A couple of Fridays ago it was miserable; the tail end of a week with temps over 100. Smoke from the fires made me more than willing to quickly load up the truck and head to the Sierras, at Ann’s suggestion of a weekend fishing our fabulous mountain streams. Not only do they consistently yield scrappy native trout, they are always cool and soothingly refreshing.
After parking the truck at the trailhead and shrugging into a light pack, we were on the trail by 4:00 PM and fishing within an hour. The water from the Silver Fork of the American River was splashing pool to pool, crisp from the higher elevations. As soon as I stepped in, the rejuvenation was immediate and washed over me… like a cool mountain stream!

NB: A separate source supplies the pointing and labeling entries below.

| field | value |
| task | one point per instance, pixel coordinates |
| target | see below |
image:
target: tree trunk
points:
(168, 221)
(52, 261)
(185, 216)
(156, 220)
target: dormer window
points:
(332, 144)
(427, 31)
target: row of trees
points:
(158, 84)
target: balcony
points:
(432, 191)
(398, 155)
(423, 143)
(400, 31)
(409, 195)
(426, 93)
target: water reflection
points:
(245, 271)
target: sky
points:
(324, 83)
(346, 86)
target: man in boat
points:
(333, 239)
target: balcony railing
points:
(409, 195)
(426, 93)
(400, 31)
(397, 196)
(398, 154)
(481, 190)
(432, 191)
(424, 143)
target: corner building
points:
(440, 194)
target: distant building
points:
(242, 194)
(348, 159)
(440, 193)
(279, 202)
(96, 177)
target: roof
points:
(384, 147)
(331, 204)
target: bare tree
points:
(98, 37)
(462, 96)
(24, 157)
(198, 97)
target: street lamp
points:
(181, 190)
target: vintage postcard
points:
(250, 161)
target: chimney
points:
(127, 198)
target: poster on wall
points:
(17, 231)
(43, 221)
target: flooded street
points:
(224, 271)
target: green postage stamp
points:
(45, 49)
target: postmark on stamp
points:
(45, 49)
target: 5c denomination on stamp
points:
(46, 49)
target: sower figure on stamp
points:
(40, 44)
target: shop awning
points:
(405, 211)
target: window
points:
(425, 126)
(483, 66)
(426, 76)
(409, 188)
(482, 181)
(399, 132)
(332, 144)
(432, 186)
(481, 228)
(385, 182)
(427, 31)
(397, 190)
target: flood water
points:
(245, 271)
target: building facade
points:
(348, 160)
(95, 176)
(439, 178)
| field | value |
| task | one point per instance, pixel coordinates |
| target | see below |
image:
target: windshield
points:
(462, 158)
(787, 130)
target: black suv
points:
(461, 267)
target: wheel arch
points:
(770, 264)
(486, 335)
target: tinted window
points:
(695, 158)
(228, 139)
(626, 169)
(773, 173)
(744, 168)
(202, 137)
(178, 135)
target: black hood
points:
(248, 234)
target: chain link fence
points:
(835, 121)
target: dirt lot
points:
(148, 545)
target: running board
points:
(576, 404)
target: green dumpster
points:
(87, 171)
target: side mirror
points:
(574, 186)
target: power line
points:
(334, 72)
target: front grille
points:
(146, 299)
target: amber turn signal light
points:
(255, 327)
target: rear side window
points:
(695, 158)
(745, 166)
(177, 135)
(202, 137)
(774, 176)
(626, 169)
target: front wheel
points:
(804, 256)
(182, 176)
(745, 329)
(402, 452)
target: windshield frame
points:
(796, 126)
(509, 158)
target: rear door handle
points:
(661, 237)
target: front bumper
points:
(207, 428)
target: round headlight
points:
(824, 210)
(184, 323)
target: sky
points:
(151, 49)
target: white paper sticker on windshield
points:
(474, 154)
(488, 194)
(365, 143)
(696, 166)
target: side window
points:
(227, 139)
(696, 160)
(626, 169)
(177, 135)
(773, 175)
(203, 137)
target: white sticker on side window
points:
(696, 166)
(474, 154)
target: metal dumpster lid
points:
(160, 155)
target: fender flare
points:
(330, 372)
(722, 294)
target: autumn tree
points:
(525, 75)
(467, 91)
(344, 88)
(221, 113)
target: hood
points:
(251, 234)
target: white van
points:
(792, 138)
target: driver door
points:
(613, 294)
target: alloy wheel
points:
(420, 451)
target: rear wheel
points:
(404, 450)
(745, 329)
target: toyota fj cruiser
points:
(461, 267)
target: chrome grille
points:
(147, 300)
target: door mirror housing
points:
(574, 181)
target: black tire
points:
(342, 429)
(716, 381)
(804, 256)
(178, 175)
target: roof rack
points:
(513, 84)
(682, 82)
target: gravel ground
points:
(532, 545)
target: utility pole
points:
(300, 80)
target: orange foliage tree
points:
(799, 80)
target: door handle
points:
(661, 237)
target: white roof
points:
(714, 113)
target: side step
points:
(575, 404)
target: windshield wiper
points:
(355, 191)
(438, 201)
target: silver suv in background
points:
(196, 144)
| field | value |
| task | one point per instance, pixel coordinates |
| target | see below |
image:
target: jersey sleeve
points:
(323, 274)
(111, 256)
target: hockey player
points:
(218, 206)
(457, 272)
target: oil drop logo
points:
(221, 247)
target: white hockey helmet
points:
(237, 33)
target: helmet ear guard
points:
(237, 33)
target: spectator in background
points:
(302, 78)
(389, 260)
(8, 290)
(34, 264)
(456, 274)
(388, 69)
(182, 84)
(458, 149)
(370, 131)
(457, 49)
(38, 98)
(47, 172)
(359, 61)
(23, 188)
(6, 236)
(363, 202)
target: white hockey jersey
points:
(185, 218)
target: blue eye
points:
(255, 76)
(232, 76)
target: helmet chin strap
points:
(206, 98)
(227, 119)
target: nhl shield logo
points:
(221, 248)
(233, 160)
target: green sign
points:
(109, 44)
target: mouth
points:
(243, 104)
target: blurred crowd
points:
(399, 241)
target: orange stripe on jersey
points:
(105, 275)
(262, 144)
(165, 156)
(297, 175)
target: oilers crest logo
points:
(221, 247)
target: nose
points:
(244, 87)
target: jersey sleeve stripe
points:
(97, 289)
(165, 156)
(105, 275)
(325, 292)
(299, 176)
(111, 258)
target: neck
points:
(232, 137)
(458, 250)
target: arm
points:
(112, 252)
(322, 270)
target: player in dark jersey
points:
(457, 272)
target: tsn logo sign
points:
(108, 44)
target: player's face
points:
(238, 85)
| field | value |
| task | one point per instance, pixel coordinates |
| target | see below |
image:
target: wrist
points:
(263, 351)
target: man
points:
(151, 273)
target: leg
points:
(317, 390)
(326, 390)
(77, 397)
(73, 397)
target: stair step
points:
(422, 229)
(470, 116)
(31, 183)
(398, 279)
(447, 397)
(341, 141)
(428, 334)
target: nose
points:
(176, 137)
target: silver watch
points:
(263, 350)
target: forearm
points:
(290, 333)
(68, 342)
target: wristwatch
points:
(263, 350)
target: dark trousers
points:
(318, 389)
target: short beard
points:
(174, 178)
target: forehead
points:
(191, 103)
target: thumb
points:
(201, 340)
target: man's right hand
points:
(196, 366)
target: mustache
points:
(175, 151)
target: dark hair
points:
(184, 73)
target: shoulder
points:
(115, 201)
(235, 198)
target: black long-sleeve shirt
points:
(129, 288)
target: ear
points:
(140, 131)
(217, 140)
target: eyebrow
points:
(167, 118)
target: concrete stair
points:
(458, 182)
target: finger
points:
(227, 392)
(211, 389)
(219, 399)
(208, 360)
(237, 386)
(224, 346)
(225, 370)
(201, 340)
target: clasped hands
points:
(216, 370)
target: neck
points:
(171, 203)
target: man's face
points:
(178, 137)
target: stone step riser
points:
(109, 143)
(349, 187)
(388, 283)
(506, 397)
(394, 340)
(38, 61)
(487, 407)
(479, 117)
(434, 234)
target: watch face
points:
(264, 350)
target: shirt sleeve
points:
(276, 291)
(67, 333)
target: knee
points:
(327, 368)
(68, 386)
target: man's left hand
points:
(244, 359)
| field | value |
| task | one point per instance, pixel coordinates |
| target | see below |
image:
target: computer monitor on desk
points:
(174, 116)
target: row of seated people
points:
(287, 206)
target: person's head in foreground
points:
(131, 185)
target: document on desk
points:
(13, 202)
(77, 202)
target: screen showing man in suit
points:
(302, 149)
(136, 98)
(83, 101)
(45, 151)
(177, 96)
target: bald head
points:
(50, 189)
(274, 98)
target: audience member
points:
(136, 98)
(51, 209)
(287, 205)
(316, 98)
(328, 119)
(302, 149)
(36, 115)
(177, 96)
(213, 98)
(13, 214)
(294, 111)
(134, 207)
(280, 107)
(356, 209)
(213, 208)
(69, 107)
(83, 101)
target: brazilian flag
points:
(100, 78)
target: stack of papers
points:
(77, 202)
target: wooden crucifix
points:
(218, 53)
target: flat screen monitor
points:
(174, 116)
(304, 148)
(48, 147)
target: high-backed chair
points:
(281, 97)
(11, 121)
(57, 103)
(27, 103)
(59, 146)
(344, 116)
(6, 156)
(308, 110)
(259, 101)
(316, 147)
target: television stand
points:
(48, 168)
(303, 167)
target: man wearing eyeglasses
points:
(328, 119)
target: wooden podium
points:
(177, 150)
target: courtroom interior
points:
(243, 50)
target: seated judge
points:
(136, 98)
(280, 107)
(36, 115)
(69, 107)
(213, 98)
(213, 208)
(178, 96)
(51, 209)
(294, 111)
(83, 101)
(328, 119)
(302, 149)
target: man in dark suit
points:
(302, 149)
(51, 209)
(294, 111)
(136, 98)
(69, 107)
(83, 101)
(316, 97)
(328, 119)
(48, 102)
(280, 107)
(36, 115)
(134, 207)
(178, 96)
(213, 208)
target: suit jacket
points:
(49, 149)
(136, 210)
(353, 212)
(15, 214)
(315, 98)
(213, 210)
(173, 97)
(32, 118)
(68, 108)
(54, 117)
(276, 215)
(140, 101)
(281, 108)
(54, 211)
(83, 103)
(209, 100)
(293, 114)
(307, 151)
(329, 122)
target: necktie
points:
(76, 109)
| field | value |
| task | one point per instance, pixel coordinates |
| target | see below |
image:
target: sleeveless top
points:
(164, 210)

Wading wet (without the use of waders) and casting dry flies to trout is one of my favorite pastimes. There has been a lot of buzz lately about being present, as a way to clear the mind. Standing knee deep in a Sierra stream and casting a fly is the perfect way to achieve your Zen. Nothing but the sound of the water, the immediacy of a trout rising to a fly and the warm smell of the forest duff dissolves the week’s cares with ease.

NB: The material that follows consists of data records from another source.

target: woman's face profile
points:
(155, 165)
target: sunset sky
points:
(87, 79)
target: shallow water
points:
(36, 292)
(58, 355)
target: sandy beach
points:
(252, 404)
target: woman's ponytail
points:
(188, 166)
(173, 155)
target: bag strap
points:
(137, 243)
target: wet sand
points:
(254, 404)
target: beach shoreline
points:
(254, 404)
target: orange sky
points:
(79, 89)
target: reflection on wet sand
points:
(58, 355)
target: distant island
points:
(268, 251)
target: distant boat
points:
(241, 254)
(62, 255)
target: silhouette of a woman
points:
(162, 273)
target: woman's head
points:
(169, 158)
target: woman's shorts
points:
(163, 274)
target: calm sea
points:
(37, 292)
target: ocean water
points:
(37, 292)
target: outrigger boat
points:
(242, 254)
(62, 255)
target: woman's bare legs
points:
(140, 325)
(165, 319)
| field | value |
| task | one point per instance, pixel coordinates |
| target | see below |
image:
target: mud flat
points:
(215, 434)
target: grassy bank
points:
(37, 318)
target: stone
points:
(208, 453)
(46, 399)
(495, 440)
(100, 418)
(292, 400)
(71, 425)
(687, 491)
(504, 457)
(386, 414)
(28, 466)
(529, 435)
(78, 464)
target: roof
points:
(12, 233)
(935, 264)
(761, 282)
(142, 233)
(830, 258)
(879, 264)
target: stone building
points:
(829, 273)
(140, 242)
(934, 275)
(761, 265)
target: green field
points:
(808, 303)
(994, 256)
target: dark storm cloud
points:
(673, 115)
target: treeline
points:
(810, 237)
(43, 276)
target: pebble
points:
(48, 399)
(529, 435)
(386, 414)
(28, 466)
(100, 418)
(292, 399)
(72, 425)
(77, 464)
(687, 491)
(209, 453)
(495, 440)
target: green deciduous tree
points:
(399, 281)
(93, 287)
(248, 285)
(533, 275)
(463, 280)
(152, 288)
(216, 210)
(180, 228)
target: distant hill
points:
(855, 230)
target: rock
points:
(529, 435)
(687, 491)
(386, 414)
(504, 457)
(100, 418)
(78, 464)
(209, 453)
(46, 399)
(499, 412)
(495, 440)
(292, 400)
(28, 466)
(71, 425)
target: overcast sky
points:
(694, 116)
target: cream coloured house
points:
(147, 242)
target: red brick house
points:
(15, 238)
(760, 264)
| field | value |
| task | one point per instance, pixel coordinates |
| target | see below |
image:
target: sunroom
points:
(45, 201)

This trip was an overnight, sleeping under the stars and cooking over an alcohol stove. In the haste to leave, we got the sleeping bags, ground cloth and stove and managed to gather all the food, cups and bowls. We even packed a can (yes a can) of a really good rosé from Sacramento’s own Revolution Winery. Assembling dinner of spicy Indian dahl over instant rice, I realized I had forgotten the spoons. In the second moment of Zen, I looked down at the drift wood stranded high above the creek from the winter storms and saw two relatively flat sticks. A couple of swipes of the pocket knife and we had spoons for meal.
This time of year, our Sierra streams offer total refreshment from the heat, smoke and the clutter of a busy mind.